Glioblastoma (GBM) is a brain tumor with a poor prognosis and therapies to date have failed to improve survival. Now, researchers at Vanderbilt-Ingram Cancer Center have demonstrated in a Phase I clinical trial that the DNA methylome can be modified in GBM.
The researchers showed for the first time that the DNA methylome of these brain tumors can be reprogrammed. The study was published in Cancer Research Communications, in a paper titled, “Phase I Study of High-Dose l-Methylfolate in Combination with Temozolomide and Bevacizumab in Recurrent IDH Wild-Type High-Grade Glioma,” and led by Stephen Clark, MD, PhD, a neuro-oncologist at Vanderbilt-Ingram Cancer Center.
The researchers sought to determine if re-methylation of IDH wild-type tumors could improve survival. They demonstrated that the DNA methylome of IDH wild-type, high-grade gliomas could be reprogrammed, but the study group was too small to ascertain the impact on survival.

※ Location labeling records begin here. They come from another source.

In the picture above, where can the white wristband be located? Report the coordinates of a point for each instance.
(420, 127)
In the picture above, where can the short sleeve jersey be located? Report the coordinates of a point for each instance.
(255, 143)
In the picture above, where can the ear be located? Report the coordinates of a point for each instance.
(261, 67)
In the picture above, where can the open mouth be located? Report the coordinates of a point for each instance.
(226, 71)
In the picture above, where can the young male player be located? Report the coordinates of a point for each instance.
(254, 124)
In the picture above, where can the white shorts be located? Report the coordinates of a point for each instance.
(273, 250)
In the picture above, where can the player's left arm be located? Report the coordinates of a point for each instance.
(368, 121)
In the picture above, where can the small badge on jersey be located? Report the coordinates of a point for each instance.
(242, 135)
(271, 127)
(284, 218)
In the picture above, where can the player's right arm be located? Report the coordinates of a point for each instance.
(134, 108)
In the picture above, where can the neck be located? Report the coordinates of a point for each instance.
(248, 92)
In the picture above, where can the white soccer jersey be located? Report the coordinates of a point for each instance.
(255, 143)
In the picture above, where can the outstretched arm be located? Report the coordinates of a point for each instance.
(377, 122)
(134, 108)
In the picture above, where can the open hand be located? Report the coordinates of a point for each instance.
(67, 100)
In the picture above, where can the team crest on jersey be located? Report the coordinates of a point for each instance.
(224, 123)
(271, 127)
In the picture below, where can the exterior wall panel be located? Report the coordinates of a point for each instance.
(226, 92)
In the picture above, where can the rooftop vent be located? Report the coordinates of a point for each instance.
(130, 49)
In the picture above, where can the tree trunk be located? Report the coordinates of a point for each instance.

“This is an important first step in understanding how we can manipulate the epigenome, and hopefully, this study will help design future epigenetic studies in glioblastoma treatment,” said Clark, who is assistant professor of neurology in the division of neuro-oncology at Vanderbilt University Medical Center.
The study provides greater insight into the dynamics of epigenetic reprogramming, which is an emerging treatment for enhancing immunotherapies.
“Epigenetic reprogramming is not a new concept; for instance, a DNA methyltransferase inhibitor treatment (5-Azacytidine) has been studied and is approved for the treatment of some leukemias. What is exciting about this work is that L-methylfolate acts oppositely to 5-Azacytidine; it increases the availability of the active folate for the DNA methyltransferases. Consequently, it could remethylate and repress genes activated during tumorigenesis,” said Lucas Salas, MD, PhD, assistant professor of epidemiology at the Geisel School of Medicine at Dartmouth and investigator in the Cancer Population Sciences Research Program at Dartmouth’s Norris Cotton Cancer Center.
The researchers plan to expand the study to include a larger group with a Phase II clinical trial of patients with recurrent glioblastoma. Future studies could also include combinations of epigenetic drugs with immunotherapy.